Why small feedback loops is good

Chen Chen
Chen Chen
Jul 20, 2018 · 4 min read

I’ll kick off this topic with a little anecdote.

I still remember clearly how one of my former bosses’ responded with “that’s bull****”, in the nicest, non-blaming way possible, when I told him that one of the feature branches I was working on didn’t get merged into the trunk because of 1 tiny bug.

So the whole story went something like this:

  • A new feature on an existing product was decided to be valuable
  • A feature branch was created to make this happen, it was allowed approximately 6 weeks to delivery
  • I was the sole developer on this
  • Some other project I had ownership on needed some significant work as a priority half way that through developing this new feature
  • No one else could take over the task for this new feature because no one knew the progress on it
  • I came back to it, master branch was significantly changed by then, so I spent a good day trying to remember my progress and sorting out a massive merge conflict to merge master into the feature branch (to avoid a even bigger one when the other way around needs to happen)
  • When it was ‘done’, it was passed onto testing. Significant amount of time was spent on going back and forth fixing bugs.
  • And then there was this one minor bug that blocked the entire feature branch from being merged into master — hence stopping the feature being released
  • Before I knew it, 5 months had gone past

Absolutely not ideal for anybody. Not for developers because motivation is lost after about 2 weeks (I definitely lost mine there); not for testers because they’ll have to test the whole thing once it’s done; not for users because they don’t have a clue what’s coming and they’re not even sure if it’s something useful; and definitely not for the company, because it’s high risk. This was probably one of the biggest mistakes I had made in the past and definitely don’t recommend anyone to try this at home.

Now I have contemplated for a few more years, I hope I have gathered a bit more experience to prevent that from happening again, so here’s some things I want to share.

  • Products are valuable only when proven to be
  • Feature branch is bad

Products are valuable only when proven to be

It doesn’t matter whether you are making a space shuttle or a cardboard box, if it doesn’t serve any purpose to anyone, it is not valuable and there is no point in making it.

In other words, if you want to find out whether your feature is useful, you need to start speaking to potential customers. The most cost-efficient, risk-free way is not to make a complete feature, throw it out there and see if your product is being used.

If your feature is not useful, you’ve wasted all your time making it. And it’s probably not lean enough for you to easily make changes to it because you’ve been so focused on what you initially thought would be useful.

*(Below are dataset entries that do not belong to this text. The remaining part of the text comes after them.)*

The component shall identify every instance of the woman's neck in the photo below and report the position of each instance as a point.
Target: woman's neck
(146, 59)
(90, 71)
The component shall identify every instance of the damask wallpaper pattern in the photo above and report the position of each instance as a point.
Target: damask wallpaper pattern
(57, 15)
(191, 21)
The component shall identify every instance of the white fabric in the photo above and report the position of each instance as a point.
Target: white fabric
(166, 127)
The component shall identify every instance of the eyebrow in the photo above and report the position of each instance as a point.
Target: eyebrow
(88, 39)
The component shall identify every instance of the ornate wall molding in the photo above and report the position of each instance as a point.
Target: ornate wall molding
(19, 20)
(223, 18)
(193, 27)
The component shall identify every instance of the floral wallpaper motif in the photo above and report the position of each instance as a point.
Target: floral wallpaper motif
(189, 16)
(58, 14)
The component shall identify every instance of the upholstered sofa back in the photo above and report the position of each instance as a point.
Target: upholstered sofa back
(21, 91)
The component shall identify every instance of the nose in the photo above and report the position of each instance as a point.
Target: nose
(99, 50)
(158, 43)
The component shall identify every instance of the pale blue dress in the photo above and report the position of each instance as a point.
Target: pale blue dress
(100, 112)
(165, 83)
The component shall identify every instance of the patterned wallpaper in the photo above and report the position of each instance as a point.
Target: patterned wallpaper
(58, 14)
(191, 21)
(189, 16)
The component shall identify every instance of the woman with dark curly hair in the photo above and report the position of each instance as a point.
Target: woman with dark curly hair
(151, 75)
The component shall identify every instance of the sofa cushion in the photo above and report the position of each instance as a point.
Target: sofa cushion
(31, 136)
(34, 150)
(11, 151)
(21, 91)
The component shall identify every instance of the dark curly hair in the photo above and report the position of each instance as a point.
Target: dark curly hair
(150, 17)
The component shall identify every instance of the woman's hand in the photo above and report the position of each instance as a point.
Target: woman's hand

The trick is to have small feedback loops.

It means, if you have an idea that you think is valuable, making small changes to your existing solution, let your users know that it’s a beta feature, start getting feedback from them on what problems they’re trying to solve using your feature, how do they hope to see this feature working etc. Get users to guide your product to an end product. In the end of the day, you are creating a solution to resolve their problems. And they know best what their problems are.

The longer you keep your customers in the dark on what you are making, the longer you are keeping yourself in the dark on what the customers really want.

Feature branch is bad

It flows naturally on to why feature branch would not be suitable for achieving small customer feedback loops. In short, if you have a feature branch that lives for the duration of your new feature, it naturally means you won’t be releasing this feature until it is done and tested.

Apart from its incompatibility with small customer feedback loop, anecdote tells, if you have a feature branch, only the people working on the feature will be in the loop on its progress. While it’s nice and comfortable to keep your feature development in isolation, if for whatever reason other developers need to start working on this feature (it is not uncommon), it will take them much longer to get on board.

Moreover, if you have a product manager, development manager, sales team, marketing team and a testing team all waiting on this feature, you’re keeping them all in the dark. Because most likely, most of the parties will only care about the product version that’s already out there/what’s on the master branch.

On the contrary, trunk based development is much leaner. It can adapt to changes very quickly. That is both in terms of requirement changes and adding/removing people working on it. Also testers can test small changes, as opposed to one big feature on the whole and identify a bunch of bugs all in one go at the end.

Thierry de Pauw’s talk on “Feature branching is evil” also explains other benefits of trunk based development over feature branching.

To be not so biased, there are some difficulties. The biggest difficulty I had faced when I first started adopting this methodology is on how to break up a big task into much smaller, digestible ones. Since the master branch needs to be in working condition at all times, you cannot just commit half done code into it.

In short, the trick is to start off with implementing an ability to hide your work in progress code, to make it only accessible in development environment. Thereafter, whatever you write, you just need to make sure it compiles.

In conclusion, having small external feedback loops from customers reduces risk on the company; having small internal feedback loops allows a more maintainable common ground between development team and other involved parties. While it can be difficult at times, it is also achievable and can become natural if you force yourself to only create short lived branches.